節義廉恥を失て、国を維持するの道決して有らず

(日経「春秋」2012/12/13付) 武士の遺訓ならまず「三本の矢」だろうか。時代が下るにつれ一武家を超えた公的性格を遺訓が持ってくるが、隣の国にはお家のことしか眼中にない遺訓がなおはびこっていた。きのうの北朝鮮弾道ミサイル発射は「故金正日総書記の遺訓」だという。故金日成主席の生誕100年でこの17日が正日氏の一周忌にあたる。威光を是が非でも高める必要に迫られたのだろう。延期だ修理だという情報の中の打ち上げには、不意打ちの快感があったか。日本でよく知られる遺訓に西郷南洲(隆盛)がある。例えば「節義廉恥を失て、国を維持するの道決して有らず、西洋各国同然なり」という。アジアも同然だろう。ただ、政治の基本は学問、軍備、農業の3つを重視することだ、とは、このままでは今の日本には通用しまい。誰の遺訓にもことさら踊らされる必要はない。
(JN) 金朝廷はいつまで王朝制度を続けるのであろうか。
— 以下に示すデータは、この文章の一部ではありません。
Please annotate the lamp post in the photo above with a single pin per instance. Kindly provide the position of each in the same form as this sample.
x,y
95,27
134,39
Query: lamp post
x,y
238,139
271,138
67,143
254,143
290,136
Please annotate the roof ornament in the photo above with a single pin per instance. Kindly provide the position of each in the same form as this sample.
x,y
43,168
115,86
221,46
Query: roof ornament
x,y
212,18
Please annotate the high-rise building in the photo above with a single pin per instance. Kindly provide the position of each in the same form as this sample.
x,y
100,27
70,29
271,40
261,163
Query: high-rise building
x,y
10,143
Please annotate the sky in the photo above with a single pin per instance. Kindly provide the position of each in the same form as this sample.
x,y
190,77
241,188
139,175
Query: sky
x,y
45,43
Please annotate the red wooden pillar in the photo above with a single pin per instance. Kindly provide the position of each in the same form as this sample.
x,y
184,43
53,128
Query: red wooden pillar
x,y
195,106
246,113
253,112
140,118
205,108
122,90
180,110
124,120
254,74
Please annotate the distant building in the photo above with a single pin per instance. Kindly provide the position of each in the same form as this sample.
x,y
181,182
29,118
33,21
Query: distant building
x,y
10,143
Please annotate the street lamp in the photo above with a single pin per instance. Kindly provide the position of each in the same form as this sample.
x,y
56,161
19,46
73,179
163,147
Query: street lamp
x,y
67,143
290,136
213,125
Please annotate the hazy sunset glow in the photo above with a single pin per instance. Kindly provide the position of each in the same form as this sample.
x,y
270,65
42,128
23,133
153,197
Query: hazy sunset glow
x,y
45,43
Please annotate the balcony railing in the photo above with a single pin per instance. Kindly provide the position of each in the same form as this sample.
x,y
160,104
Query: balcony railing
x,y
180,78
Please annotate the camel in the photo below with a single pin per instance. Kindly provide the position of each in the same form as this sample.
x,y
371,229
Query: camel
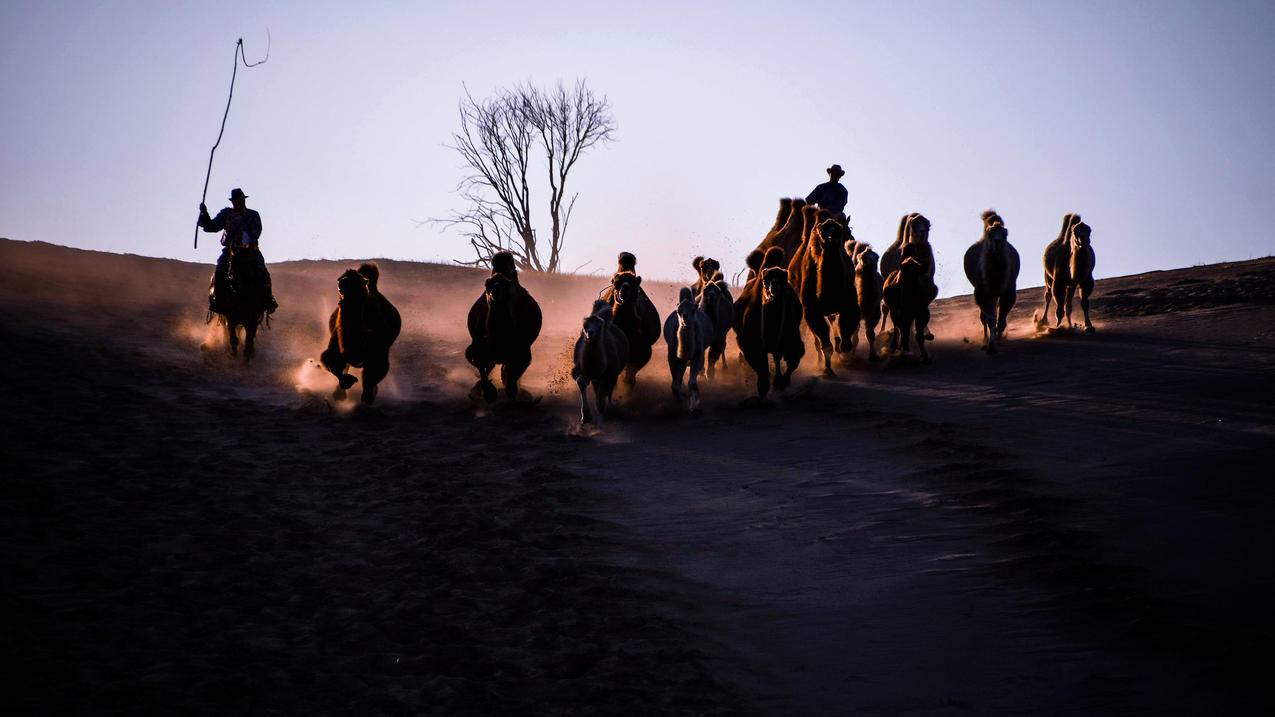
x,y
601,355
241,304
687,332
789,234
635,315
992,268
717,304
1070,249
913,229
1081,268
908,292
504,323
390,323
823,277
867,288
706,271
361,331
768,323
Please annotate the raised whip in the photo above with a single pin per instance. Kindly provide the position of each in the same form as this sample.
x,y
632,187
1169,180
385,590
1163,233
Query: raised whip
x,y
239,54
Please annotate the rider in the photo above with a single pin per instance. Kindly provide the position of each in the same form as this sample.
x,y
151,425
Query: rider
x,y
831,194
241,230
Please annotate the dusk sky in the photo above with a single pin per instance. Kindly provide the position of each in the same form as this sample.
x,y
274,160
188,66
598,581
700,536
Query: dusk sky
x,y
1154,120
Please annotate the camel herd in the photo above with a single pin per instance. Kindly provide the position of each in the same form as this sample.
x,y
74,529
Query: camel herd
x,y
807,274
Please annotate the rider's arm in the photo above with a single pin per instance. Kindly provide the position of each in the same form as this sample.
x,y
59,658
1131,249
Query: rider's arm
x,y
213,223
815,194
253,226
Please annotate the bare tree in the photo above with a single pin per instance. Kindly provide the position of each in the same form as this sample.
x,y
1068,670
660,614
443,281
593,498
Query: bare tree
x,y
497,139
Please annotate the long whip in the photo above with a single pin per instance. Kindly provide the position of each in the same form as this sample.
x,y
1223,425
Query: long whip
x,y
239,54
近隣の自由主義国や共産主義国は、他国のことに手は出せないが、この国の一般国民を助ける手立てはないのであろうか。それよりも、金日成はこのような国家を望んでいたのであろうか。嘗てのどこかの日の丸国は軍部と官僚の下で戦争に進んでしまった。今の北朝鮮もその方向性があるのか。国土が揺れに揺れている我が国は今後、このような輩を相手にするためには、政治不信から脱しなければならない。さて政治の基本はなんであろうか。節義廉恥を失ている相手にはどうすればよいのか。